Some of the anxiety she had shown when they first met her in the churchyard had returned. He felt a momentary spasm of irritation with Deborah. The exercise was unlikely to be useful and it was a shame to worry that pathetic little woman.
Deborah, untouched by such nice refinement of feeling, was being shown into the front room. A schoolgirl was arranging her music on the piano in evident preparation for her practice but was bundled out of the room with a hasty injunction to 'Fetch a glass of water, dear' spoken in the falsely bright tone often used by parents in the presence of strangers. The child went out rather reluctantly Deborah thought and not without giving her a long and deliberate stare. She was a remarkably plain child, but the likeness to her dead cousin was unmistakable. Mrs. Proctor had not introduced her and Deborah wondered whether this was an oversight due to nervousness or a deliberate wish to keep the child in ignorance of her mother's afternoon's activities. If so, presumably some story would be concocted to explain the visit, although Mrs. Proctor had not struck her as possessing much inventive faculty.
They sat down in opposite armchairs, each with its embroidered chair-back of a crinolined and bonneted female gathering hollyhocks and its plump unsullied cushions. This was obviously the best room, used only for entertaining or for piano practice. It had the faint musty smell compounded of wax polish, new furniture and seldom-opened windows. On the piano were two photographs of young girls in ballet dresses, their graceless bodies bent into unnatural and angular poses and their faces set into determined smiles beneath the wreaths of artificial roses. One of them was the child who had just left the room. The other was Sally. It was strange how, even at that age, the same family colouring and similar bone structure should have produced in one an essential distinction and in the other a heavy plainness that held little promise for the future. Mrs. Proctor saw the direction of her glance.

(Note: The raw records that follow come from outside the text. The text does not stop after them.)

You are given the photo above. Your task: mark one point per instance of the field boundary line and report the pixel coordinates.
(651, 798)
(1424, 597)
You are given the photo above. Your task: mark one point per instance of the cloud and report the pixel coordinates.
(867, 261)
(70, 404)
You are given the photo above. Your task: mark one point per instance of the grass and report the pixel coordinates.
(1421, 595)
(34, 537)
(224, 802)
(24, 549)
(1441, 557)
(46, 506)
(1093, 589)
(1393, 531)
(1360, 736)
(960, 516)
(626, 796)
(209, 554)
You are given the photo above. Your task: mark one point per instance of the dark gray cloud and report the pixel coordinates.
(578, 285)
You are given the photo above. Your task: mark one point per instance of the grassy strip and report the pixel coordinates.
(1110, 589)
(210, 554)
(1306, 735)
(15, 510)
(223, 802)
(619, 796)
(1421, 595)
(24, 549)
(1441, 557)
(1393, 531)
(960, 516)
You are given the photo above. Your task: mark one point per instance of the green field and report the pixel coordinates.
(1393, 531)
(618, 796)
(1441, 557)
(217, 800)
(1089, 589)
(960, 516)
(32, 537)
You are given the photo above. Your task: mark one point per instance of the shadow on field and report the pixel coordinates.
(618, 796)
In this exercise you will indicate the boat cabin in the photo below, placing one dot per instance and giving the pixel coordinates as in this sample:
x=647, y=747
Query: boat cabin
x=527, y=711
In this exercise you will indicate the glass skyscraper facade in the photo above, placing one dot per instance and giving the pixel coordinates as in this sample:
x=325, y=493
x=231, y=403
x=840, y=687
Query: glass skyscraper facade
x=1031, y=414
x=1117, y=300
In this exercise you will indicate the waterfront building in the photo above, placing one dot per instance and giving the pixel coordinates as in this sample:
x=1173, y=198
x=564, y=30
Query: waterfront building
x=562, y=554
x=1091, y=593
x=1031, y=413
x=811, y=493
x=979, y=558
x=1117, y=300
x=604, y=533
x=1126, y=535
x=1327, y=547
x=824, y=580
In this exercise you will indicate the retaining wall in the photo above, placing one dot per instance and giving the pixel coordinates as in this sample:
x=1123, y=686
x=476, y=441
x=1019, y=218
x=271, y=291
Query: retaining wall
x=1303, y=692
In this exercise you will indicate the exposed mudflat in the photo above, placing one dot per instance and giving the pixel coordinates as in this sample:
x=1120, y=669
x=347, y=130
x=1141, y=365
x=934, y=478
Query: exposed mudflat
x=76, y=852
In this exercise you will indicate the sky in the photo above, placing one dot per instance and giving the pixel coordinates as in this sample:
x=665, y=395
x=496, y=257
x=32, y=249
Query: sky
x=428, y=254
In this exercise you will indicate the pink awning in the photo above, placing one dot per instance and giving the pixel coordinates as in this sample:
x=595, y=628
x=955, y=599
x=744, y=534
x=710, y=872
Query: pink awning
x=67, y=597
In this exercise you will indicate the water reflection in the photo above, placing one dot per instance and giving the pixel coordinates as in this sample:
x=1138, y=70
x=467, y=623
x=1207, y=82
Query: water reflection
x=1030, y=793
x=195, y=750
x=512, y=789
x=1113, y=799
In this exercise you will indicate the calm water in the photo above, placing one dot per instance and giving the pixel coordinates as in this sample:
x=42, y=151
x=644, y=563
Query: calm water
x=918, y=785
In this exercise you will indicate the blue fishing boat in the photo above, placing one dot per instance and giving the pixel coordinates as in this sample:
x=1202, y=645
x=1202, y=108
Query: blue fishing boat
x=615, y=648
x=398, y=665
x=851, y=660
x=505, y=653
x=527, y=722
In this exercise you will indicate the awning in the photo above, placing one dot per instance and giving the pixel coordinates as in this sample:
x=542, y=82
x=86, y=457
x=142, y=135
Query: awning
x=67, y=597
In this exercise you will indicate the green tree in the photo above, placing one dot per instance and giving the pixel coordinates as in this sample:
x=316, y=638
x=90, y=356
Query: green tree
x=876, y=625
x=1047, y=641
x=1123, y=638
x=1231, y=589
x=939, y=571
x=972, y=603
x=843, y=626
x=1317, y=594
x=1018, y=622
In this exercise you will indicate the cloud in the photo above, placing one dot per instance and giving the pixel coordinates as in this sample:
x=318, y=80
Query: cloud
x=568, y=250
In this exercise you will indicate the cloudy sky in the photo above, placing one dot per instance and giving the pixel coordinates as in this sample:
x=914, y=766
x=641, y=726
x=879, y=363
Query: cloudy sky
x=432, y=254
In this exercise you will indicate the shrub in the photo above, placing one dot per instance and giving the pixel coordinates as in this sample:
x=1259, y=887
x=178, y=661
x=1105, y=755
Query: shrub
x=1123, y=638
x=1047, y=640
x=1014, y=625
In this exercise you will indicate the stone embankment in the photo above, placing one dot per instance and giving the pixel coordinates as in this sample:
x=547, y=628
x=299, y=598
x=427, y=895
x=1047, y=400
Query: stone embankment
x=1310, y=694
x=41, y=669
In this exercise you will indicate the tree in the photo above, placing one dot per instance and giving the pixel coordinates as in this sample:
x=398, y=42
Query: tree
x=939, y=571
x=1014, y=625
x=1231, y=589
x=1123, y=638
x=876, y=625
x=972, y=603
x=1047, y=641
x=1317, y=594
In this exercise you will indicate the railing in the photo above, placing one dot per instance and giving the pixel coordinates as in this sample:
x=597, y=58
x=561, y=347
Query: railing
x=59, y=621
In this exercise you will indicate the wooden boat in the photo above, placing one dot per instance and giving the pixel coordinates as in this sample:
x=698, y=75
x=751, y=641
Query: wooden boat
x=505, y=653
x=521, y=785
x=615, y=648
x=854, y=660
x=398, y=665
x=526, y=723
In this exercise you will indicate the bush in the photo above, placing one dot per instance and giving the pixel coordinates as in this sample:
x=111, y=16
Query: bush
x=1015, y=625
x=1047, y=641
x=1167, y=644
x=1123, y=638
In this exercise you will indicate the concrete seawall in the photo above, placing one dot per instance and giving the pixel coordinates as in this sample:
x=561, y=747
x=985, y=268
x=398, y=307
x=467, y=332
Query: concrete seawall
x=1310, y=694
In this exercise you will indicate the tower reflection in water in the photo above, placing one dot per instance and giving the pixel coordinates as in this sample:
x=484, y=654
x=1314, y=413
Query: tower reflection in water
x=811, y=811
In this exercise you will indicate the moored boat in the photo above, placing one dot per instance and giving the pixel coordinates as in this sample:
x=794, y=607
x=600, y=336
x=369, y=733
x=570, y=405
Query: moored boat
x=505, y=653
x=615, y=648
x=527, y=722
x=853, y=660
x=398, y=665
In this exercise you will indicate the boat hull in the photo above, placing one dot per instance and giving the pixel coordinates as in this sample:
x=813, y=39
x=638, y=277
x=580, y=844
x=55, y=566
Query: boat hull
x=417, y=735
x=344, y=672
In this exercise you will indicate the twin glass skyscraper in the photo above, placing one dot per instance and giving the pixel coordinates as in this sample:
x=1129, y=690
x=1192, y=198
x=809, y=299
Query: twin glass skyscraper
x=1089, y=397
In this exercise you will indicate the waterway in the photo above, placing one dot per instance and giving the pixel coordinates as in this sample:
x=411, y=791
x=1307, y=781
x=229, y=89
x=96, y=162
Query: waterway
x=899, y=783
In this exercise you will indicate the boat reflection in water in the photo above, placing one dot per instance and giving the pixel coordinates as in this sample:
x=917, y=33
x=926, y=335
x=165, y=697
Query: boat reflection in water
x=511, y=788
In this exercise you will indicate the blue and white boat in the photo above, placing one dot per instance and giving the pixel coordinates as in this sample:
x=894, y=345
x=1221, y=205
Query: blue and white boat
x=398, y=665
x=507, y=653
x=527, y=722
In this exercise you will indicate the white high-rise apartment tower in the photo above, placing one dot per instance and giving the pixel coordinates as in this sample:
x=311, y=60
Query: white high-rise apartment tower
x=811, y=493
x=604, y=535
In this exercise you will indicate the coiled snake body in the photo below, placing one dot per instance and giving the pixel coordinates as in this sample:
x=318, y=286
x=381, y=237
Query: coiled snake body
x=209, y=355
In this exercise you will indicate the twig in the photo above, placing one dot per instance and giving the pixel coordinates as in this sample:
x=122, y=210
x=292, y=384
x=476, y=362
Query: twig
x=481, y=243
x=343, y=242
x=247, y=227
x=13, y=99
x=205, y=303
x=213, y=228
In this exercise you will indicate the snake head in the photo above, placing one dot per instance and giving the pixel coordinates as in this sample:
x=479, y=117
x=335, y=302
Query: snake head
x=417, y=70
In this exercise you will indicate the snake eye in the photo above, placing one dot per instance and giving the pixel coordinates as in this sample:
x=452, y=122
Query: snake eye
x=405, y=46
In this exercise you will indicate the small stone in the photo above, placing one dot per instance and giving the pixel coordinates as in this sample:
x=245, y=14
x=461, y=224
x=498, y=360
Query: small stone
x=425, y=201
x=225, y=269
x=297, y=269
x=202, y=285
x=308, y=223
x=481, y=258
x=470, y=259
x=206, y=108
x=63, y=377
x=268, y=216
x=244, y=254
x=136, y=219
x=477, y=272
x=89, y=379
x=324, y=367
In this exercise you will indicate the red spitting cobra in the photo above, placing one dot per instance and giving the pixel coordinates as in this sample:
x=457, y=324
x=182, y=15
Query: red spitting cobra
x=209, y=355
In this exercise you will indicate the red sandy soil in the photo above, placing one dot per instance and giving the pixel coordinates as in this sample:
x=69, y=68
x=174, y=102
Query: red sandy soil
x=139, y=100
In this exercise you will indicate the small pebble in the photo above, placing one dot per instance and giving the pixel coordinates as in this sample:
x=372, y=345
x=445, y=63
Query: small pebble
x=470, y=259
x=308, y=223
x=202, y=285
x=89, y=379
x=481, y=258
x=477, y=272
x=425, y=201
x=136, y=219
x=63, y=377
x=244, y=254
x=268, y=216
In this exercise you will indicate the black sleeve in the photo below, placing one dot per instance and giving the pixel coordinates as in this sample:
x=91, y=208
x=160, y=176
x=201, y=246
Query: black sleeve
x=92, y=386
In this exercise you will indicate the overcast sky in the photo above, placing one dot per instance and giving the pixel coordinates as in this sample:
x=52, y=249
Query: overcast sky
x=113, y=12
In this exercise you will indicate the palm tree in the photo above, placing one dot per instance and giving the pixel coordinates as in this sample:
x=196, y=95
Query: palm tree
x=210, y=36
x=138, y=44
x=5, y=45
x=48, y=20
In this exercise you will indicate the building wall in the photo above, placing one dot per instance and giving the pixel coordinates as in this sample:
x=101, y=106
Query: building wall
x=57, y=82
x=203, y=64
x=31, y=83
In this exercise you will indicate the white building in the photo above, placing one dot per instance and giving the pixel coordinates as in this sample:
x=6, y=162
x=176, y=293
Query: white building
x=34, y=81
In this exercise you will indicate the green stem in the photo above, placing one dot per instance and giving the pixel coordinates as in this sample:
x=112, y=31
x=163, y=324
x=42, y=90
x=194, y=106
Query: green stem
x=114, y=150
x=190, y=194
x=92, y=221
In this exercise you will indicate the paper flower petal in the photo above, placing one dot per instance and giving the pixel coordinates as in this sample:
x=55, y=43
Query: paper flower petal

"Yes," she said, "we did everything for her. Everything. There was never any difference made. She had piano lessons, too, the same as Beryl although she never had Beryl's gift. But we always treated them alike. It's a dreadful thing that it's all ended like this. That other photo is the group we had took after Beryl* s christening. That's me and Mr. Proctor with the baby and Sally. She was a pretty little thing then, but it didn't last."
Deborah moved over to the photograph.
The group had been stiffly posed in heavy carved chairs and against a contrived background of draped curtains which made the photograph look older than it was. Mrs. Proctor, younger and more buxom, held her child awkwardly and looked ill at ease in her new clothes.
Sally looked sulky. The husband was posed behind them, his gloved hands leaning proprietorially on the backs of the chairs. There was something unnatural in his stance, but his face gave nothing away.
Deborah looked at him carefully.
Somewhere she was certain that she had seen that face before, but the recognition was tenuous and unsatisfactory. It was, after all, an unremarkable face and the photograph was more than ten years old.
She turned away from the photograph with a sense of disappointment. It had told her very little and she hardly knew what else she had expected to gain from it.
Beryl Proctor came back with the glass of water, one of the best glasses carried on a small papiermache tray. No introductions were made and Deborah was conscious as she drank that both of them wished her away. Suddenly she wished nothing more herself than to be out of the house and free of them. Her coming in had been an incomprehensible impulse. It had been prompted partly by boredom, partly by hope and very largely by curiosity. Sally dead had become more interesting than Sally alive and she had wanted to see from what sort of home Sally had been rejected.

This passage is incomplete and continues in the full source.